In the first case, with a loan amount of 300000. The instalment will increase by 49 PLN if the repayment period is 30 years and 38 PLN if the repayment period is 10 years. In the second, with an increase in rates by 50 points, the instalment will increase by 98 PLN if the repayment period is 30 years and by 76 if the repayment period is 10 years.
And if the MPC surprised us negatively and raised interest rates not by 75 but by 100 points. baseline? According to Jarosław Sadowski’s calculations, this means loan installments are higher by 199 PLN (30-year repayment period) and 153 PLN (10-year loan). What is worse, if not now, then in the coming months, you should prepare for such a scenario.
“Higher interest rates and increased inflation are not episodes, but phenomena that will leave their mark on our household budgets for a longer time. On the part of the MPC, there is a struggle for inflation, which in March reached double-digit value , to stabilise in the following quarters and to gradually fade away.
Even if this happens, it seems realistic to maintain a few percent NBP rates for many quarters” assumes Bartosz Sawicki, an analyst at Cinkciarz.pl.
This means that the high loan instalments compared to previous years will additionally increase and will not fall quickly. Therefore, when planning your loan-financed expenses, be reasonable and adopt a security cushion.
“Financial markets currently assume that the cycle of increases should stop at around 6%. Realisation of such a scenario for a sample loan for 30 years and a value of PLN 300,000 PLN incurred in the second half of last year means a jump in the monthly instalment from less than 1.2000 PLN to about 2.300 zloty. The loan instalment in a dozen or so months can increase by up to about 100%. ” the economist warns.

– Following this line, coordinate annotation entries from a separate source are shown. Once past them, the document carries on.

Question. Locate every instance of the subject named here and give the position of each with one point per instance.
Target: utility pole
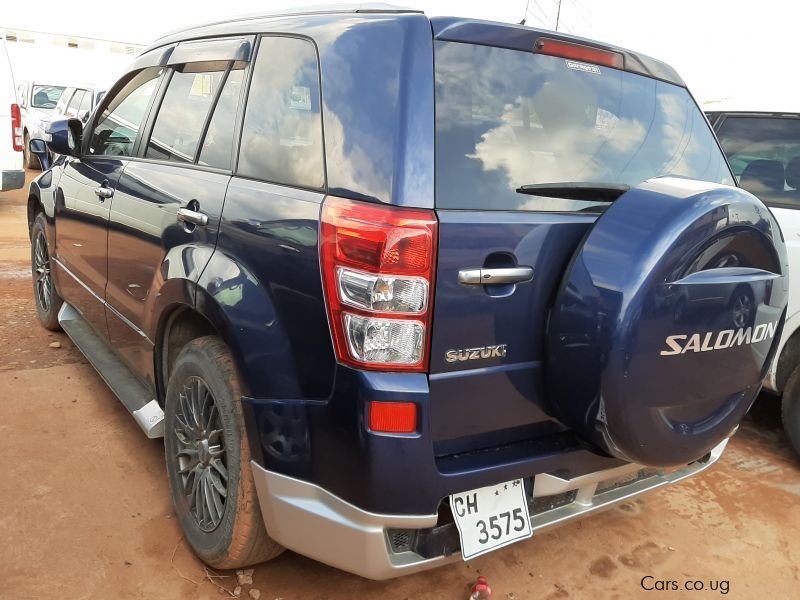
(558, 14)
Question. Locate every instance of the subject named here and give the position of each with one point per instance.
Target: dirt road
(84, 509)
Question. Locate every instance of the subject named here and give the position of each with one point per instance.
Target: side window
(182, 115)
(119, 123)
(86, 104)
(764, 154)
(74, 103)
(282, 131)
(218, 143)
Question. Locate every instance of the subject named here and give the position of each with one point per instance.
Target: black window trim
(140, 150)
(246, 96)
(211, 110)
(110, 95)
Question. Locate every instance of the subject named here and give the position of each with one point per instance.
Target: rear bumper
(311, 521)
(12, 180)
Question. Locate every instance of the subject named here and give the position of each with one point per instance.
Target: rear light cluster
(16, 128)
(378, 265)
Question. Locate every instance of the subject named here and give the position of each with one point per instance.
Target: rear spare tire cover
(666, 320)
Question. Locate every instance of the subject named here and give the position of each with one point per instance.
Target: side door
(167, 206)
(85, 194)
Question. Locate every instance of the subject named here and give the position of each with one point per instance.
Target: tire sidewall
(193, 362)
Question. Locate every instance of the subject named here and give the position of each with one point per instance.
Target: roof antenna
(526, 13)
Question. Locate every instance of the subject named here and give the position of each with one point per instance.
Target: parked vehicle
(763, 148)
(77, 102)
(12, 177)
(38, 101)
(422, 335)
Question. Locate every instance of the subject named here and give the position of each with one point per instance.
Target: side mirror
(66, 136)
(38, 148)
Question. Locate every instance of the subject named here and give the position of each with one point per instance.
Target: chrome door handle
(103, 192)
(192, 216)
(494, 276)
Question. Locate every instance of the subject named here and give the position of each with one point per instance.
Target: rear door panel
(478, 395)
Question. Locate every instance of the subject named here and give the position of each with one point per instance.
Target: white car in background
(38, 101)
(77, 102)
(12, 176)
(763, 149)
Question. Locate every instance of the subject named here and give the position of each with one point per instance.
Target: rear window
(764, 153)
(506, 118)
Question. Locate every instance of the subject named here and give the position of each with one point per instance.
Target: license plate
(491, 517)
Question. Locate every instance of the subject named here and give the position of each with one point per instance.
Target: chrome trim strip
(75, 277)
(313, 522)
(125, 320)
(484, 276)
(117, 314)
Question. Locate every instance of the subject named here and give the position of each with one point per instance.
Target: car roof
(313, 9)
(763, 105)
(459, 29)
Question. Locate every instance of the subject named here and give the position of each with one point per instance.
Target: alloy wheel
(43, 282)
(200, 454)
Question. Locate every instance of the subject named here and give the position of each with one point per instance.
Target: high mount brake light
(17, 139)
(580, 52)
(378, 264)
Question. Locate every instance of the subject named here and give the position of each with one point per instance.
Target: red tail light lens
(393, 417)
(378, 265)
(580, 52)
(17, 139)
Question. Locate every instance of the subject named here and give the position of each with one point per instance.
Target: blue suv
(398, 290)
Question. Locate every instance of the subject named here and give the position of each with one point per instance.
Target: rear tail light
(378, 264)
(580, 52)
(16, 128)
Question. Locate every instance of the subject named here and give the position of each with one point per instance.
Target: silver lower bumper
(311, 521)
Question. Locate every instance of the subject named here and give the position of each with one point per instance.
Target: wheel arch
(179, 324)
(788, 359)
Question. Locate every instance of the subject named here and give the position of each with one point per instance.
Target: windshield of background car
(46, 96)
(507, 118)
(764, 153)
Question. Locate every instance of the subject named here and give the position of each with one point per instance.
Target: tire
(29, 160)
(226, 532)
(790, 409)
(45, 295)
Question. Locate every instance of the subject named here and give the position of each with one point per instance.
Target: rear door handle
(483, 276)
(103, 193)
(192, 216)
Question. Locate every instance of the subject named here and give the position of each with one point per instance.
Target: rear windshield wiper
(573, 190)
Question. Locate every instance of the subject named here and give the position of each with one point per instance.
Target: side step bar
(127, 387)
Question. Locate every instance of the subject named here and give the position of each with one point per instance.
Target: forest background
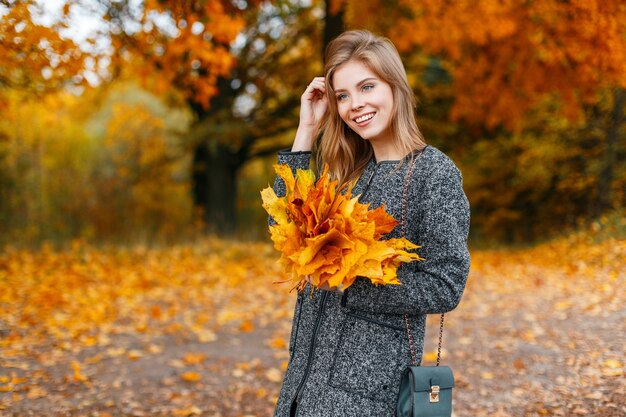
(135, 137)
(153, 121)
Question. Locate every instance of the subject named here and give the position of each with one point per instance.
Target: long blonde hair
(345, 152)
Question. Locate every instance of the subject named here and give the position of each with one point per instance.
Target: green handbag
(425, 391)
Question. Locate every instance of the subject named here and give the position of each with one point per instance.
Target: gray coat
(347, 351)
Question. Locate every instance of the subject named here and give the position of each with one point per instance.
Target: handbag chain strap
(406, 316)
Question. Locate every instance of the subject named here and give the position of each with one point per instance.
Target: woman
(348, 349)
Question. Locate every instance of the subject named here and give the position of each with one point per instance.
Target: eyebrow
(363, 81)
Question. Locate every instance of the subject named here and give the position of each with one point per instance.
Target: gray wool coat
(347, 351)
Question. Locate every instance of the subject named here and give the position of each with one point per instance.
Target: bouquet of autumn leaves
(328, 238)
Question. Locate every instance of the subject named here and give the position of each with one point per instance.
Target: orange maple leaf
(327, 237)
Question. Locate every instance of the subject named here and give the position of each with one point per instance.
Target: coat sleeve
(441, 222)
(295, 160)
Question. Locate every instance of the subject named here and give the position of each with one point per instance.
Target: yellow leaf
(328, 238)
(191, 376)
(274, 375)
(194, 358)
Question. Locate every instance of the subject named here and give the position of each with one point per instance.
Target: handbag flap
(423, 377)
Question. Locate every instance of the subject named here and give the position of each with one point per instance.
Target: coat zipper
(312, 348)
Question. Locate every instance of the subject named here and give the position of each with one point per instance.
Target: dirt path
(531, 342)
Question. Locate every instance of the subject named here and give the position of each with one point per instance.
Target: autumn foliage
(331, 237)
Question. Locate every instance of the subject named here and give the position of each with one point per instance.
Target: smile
(365, 117)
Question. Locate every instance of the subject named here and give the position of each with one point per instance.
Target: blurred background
(158, 121)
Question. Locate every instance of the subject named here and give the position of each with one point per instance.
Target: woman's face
(364, 101)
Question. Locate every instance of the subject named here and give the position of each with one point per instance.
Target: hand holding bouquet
(328, 238)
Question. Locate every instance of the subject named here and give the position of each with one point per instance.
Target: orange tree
(229, 59)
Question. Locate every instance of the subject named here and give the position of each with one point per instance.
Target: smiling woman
(348, 348)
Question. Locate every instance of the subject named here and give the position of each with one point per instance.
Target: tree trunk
(215, 188)
(609, 157)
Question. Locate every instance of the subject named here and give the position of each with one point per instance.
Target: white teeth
(364, 118)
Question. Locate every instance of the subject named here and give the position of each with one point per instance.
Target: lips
(364, 118)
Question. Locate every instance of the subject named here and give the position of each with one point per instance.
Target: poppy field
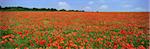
(74, 30)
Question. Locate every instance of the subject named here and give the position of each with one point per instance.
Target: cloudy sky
(87, 5)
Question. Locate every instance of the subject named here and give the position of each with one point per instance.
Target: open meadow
(74, 30)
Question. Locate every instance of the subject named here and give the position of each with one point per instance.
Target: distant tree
(62, 10)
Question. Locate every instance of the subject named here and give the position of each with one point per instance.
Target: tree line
(19, 8)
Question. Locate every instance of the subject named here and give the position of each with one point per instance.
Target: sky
(87, 5)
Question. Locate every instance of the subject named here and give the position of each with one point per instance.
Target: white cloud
(63, 5)
(87, 8)
(103, 7)
(102, 1)
(140, 9)
(91, 2)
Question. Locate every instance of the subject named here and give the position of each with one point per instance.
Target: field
(74, 30)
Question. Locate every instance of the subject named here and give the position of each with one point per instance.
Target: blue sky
(87, 5)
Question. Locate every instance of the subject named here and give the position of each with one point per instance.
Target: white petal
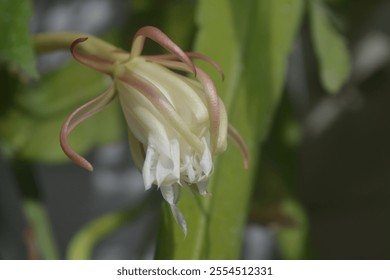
(189, 169)
(179, 218)
(202, 187)
(170, 193)
(164, 171)
(175, 155)
(149, 168)
(206, 161)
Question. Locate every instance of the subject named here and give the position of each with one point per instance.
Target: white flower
(176, 124)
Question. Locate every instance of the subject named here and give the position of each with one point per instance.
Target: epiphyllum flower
(176, 124)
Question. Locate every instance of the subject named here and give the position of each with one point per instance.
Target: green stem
(83, 243)
(38, 222)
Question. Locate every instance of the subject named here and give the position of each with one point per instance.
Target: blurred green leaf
(251, 40)
(15, 45)
(330, 47)
(292, 239)
(30, 129)
(84, 242)
(39, 221)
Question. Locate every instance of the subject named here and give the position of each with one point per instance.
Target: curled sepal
(165, 58)
(79, 115)
(90, 60)
(159, 37)
(240, 143)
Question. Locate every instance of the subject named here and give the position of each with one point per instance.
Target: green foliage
(38, 220)
(83, 243)
(251, 41)
(330, 47)
(15, 46)
(30, 127)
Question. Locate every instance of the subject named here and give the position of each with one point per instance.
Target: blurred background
(322, 186)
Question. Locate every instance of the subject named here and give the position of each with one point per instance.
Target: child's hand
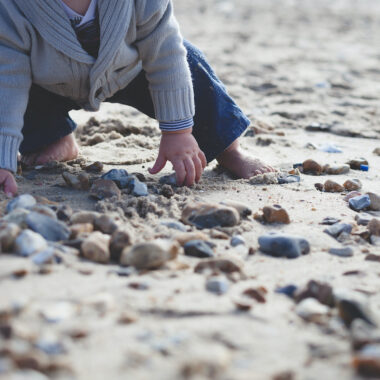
(182, 150)
(8, 182)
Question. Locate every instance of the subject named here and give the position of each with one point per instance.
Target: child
(60, 55)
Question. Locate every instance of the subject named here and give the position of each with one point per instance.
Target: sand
(289, 64)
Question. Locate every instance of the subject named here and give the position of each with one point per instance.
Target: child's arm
(15, 82)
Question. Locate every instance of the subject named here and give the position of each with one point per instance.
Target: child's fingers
(180, 172)
(203, 159)
(190, 171)
(158, 165)
(198, 168)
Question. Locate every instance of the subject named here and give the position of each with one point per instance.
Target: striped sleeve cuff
(177, 125)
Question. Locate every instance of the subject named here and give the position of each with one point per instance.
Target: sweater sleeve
(15, 82)
(163, 56)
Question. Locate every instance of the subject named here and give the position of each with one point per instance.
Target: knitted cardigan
(38, 45)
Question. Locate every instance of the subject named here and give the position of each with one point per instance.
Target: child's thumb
(158, 165)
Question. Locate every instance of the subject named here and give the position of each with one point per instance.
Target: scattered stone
(237, 240)
(321, 291)
(150, 255)
(103, 188)
(275, 214)
(84, 217)
(119, 176)
(105, 224)
(208, 215)
(332, 187)
(96, 167)
(25, 201)
(336, 169)
(241, 208)
(336, 229)
(352, 185)
(359, 203)
(198, 248)
(50, 229)
(356, 163)
(217, 284)
(312, 311)
(375, 201)
(8, 235)
(311, 167)
(362, 219)
(282, 245)
(374, 227)
(330, 221)
(28, 243)
(342, 252)
(96, 248)
(174, 225)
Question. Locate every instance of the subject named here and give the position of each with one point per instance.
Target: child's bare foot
(64, 149)
(241, 165)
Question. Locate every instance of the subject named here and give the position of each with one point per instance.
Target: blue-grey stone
(50, 229)
(119, 176)
(360, 203)
(283, 245)
(198, 248)
(289, 179)
(217, 285)
(342, 252)
(25, 201)
(237, 240)
(336, 229)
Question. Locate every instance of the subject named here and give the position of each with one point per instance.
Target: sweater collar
(51, 21)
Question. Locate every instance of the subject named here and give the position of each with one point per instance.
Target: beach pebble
(29, 242)
(336, 229)
(342, 252)
(96, 248)
(359, 203)
(311, 167)
(25, 201)
(357, 162)
(208, 215)
(275, 214)
(312, 311)
(283, 245)
(217, 284)
(103, 188)
(352, 185)
(8, 235)
(44, 257)
(84, 217)
(374, 227)
(119, 240)
(168, 180)
(50, 229)
(119, 176)
(375, 201)
(332, 187)
(96, 167)
(105, 224)
(151, 255)
(240, 207)
(336, 169)
(237, 240)
(198, 248)
(174, 225)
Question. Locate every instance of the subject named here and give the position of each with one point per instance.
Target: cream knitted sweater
(38, 45)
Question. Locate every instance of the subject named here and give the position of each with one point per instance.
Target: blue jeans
(218, 121)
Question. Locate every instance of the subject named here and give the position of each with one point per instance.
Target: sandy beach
(307, 74)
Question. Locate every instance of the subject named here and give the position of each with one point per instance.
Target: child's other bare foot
(64, 149)
(241, 165)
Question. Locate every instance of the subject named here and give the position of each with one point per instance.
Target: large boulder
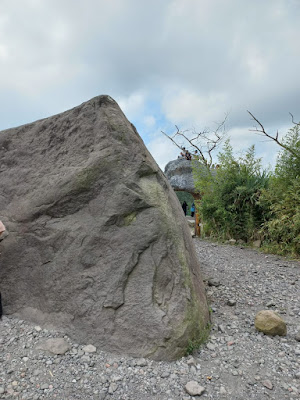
(180, 175)
(98, 244)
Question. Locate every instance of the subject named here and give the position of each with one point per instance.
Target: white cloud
(184, 106)
(195, 59)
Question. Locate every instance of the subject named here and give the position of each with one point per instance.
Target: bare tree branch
(262, 132)
(205, 142)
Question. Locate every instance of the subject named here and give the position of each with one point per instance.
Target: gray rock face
(98, 245)
(180, 175)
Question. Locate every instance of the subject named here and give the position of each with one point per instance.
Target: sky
(167, 63)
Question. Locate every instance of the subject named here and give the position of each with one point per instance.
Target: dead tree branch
(260, 130)
(205, 142)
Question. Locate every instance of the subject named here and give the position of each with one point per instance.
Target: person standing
(184, 207)
(192, 210)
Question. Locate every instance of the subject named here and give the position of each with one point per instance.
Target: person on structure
(192, 210)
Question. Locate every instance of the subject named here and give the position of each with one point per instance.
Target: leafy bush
(229, 206)
(282, 230)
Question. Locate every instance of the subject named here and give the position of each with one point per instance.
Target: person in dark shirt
(184, 207)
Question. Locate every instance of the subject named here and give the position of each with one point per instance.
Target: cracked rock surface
(236, 363)
(93, 244)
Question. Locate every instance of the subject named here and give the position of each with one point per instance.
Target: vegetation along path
(236, 363)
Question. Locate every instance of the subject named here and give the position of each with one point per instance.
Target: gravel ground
(236, 363)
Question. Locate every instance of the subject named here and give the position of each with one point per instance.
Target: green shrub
(229, 206)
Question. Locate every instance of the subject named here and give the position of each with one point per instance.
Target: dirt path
(240, 360)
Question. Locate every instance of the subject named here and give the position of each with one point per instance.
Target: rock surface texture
(180, 175)
(94, 246)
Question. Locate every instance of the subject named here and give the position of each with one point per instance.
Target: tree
(205, 142)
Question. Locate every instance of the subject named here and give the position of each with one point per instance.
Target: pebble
(268, 384)
(194, 389)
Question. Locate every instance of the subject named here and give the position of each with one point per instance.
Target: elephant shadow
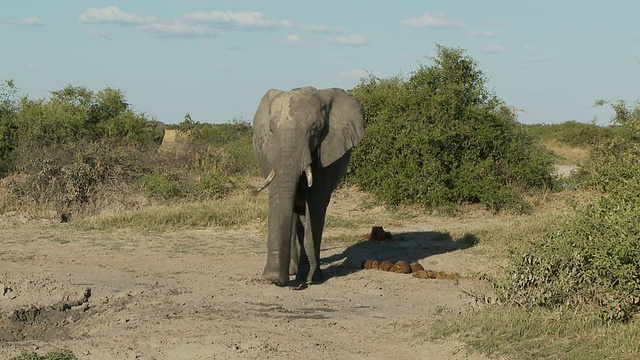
(409, 246)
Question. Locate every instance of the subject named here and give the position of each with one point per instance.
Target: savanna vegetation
(436, 140)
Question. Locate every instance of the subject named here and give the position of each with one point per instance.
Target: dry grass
(566, 154)
(239, 209)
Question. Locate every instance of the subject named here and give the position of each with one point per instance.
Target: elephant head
(303, 140)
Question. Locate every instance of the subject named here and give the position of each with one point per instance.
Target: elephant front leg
(309, 265)
(296, 238)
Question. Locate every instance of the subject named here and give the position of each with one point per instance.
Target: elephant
(157, 130)
(303, 140)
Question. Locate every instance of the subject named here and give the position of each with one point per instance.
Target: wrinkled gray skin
(292, 131)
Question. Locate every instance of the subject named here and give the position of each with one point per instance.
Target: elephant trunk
(281, 203)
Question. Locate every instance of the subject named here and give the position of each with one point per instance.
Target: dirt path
(196, 294)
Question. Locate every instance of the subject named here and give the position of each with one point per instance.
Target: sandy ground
(197, 294)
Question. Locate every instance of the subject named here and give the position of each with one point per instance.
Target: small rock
(378, 234)
(415, 266)
(371, 264)
(401, 267)
(386, 265)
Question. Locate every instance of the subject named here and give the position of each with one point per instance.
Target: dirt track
(196, 294)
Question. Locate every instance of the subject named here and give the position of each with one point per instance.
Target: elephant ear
(261, 130)
(345, 125)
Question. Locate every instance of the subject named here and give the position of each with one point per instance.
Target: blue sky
(215, 59)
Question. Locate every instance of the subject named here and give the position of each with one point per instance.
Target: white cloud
(113, 14)
(293, 40)
(179, 28)
(96, 33)
(536, 60)
(242, 19)
(319, 28)
(357, 73)
(429, 20)
(30, 21)
(351, 40)
(494, 49)
(478, 33)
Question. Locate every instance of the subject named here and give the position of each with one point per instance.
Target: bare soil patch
(197, 294)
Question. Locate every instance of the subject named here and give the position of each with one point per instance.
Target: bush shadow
(408, 246)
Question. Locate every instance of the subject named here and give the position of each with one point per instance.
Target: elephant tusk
(270, 178)
(307, 171)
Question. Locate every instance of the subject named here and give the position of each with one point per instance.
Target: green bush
(439, 138)
(227, 148)
(594, 257)
(573, 133)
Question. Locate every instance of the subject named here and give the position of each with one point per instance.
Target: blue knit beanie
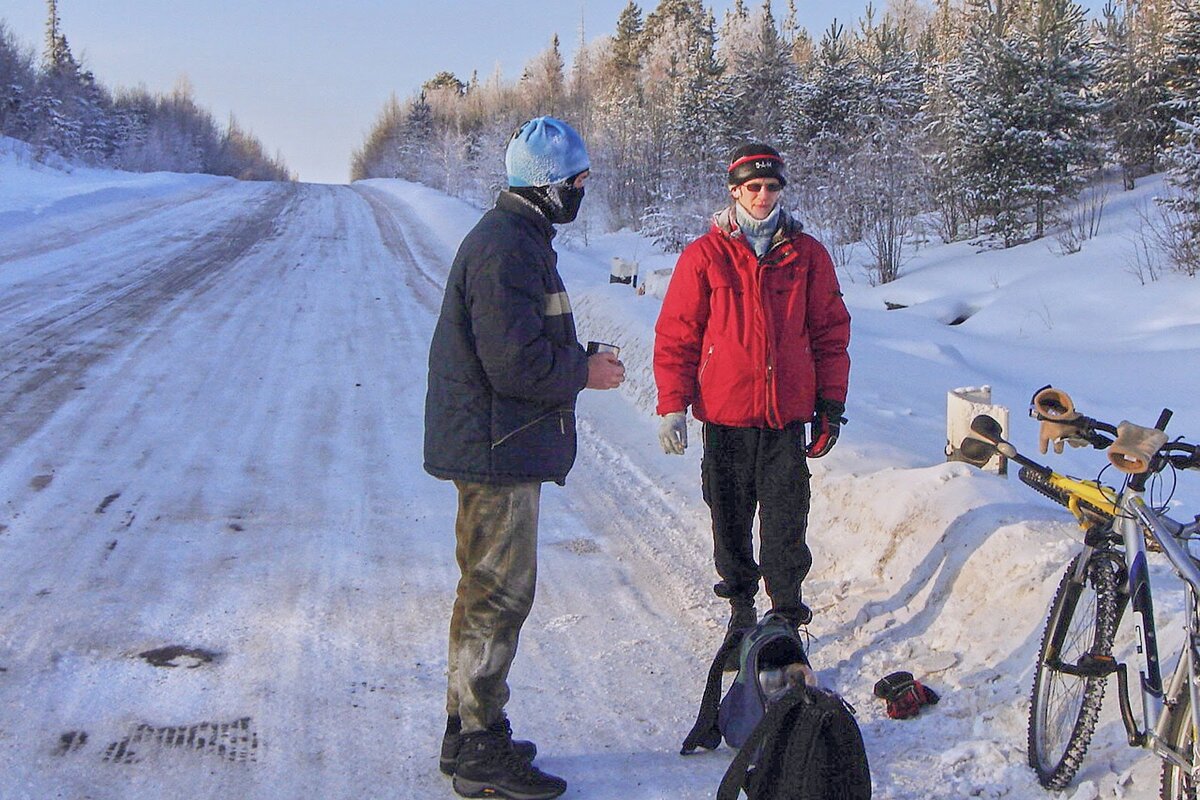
(545, 151)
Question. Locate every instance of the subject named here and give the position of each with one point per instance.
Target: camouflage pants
(497, 553)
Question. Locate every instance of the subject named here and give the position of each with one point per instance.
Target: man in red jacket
(753, 336)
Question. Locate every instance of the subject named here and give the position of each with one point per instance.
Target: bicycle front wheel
(1181, 737)
(1075, 657)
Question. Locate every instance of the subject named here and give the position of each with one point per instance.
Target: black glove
(904, 695)
(827, 422)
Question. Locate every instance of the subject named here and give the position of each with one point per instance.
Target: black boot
(453, 739)
(743, 617)
(797, 613)
(487, 767)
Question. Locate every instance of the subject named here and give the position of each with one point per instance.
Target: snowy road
(226, 573)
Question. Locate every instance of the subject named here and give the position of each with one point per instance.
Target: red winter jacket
(750, 342)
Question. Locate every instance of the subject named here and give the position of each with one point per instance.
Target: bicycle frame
(1121, 530)
(1158, 705)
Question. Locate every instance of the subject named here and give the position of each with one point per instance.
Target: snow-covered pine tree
(941, 47)
(17, 83)
(544, 82)
(679, 70)
(1131, 40)
(759, 73)
(887, 169)
(822, 134)
(1183, 151)
(1021, 112)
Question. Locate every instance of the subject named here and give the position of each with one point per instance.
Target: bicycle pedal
(1096, 666)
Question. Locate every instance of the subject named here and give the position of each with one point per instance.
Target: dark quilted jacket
(505, 365)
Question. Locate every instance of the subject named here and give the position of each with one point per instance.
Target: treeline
(60, 108)
(975, 119)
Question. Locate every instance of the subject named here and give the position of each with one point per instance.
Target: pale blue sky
(309, 77)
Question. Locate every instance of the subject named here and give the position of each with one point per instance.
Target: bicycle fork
(1150, 673)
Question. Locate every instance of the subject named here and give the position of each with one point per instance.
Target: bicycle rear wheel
(1074, 660)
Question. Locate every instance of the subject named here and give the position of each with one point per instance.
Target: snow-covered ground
(225, 572)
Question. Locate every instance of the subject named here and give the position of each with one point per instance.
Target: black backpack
(802, 745)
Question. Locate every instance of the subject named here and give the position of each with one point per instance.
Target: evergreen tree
(17, 84)
(1183, 154)
(1132, 82)
(544, 85)
(887, 182)
(1021, 112)
(759, 73)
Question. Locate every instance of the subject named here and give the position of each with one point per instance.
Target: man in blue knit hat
(505, 368)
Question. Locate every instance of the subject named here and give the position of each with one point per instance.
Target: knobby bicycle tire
(1073, 662)
(1176, 783)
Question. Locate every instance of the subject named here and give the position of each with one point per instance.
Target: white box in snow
(963, 405)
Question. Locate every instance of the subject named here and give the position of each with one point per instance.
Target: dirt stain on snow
(178, 655)
(231, 741)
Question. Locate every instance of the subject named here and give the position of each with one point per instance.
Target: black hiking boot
(798, 614)
(453, 740)
(743, 617)
(489, 767)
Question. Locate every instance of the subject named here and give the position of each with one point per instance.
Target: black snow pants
(765, 470)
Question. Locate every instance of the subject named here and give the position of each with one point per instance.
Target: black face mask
(564, 200)
(559, 202)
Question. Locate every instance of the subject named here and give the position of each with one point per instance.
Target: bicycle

And Jarosław Sadowski points out one more aspect of the interest rate hike cycle, namely the availability of financing. Due to the ever higher rates and the PFSA’s recommendation on the method of calculating creditworthiness, the availability of mortgage loans will drop significantly.
A couple with a total of 6,000 PLN net income in September 2021, they could count on a loan in the amount of 553000 zloty. After the April hike by 75 points this amount may drop to approx. 320000 PLN – a specialist calculates.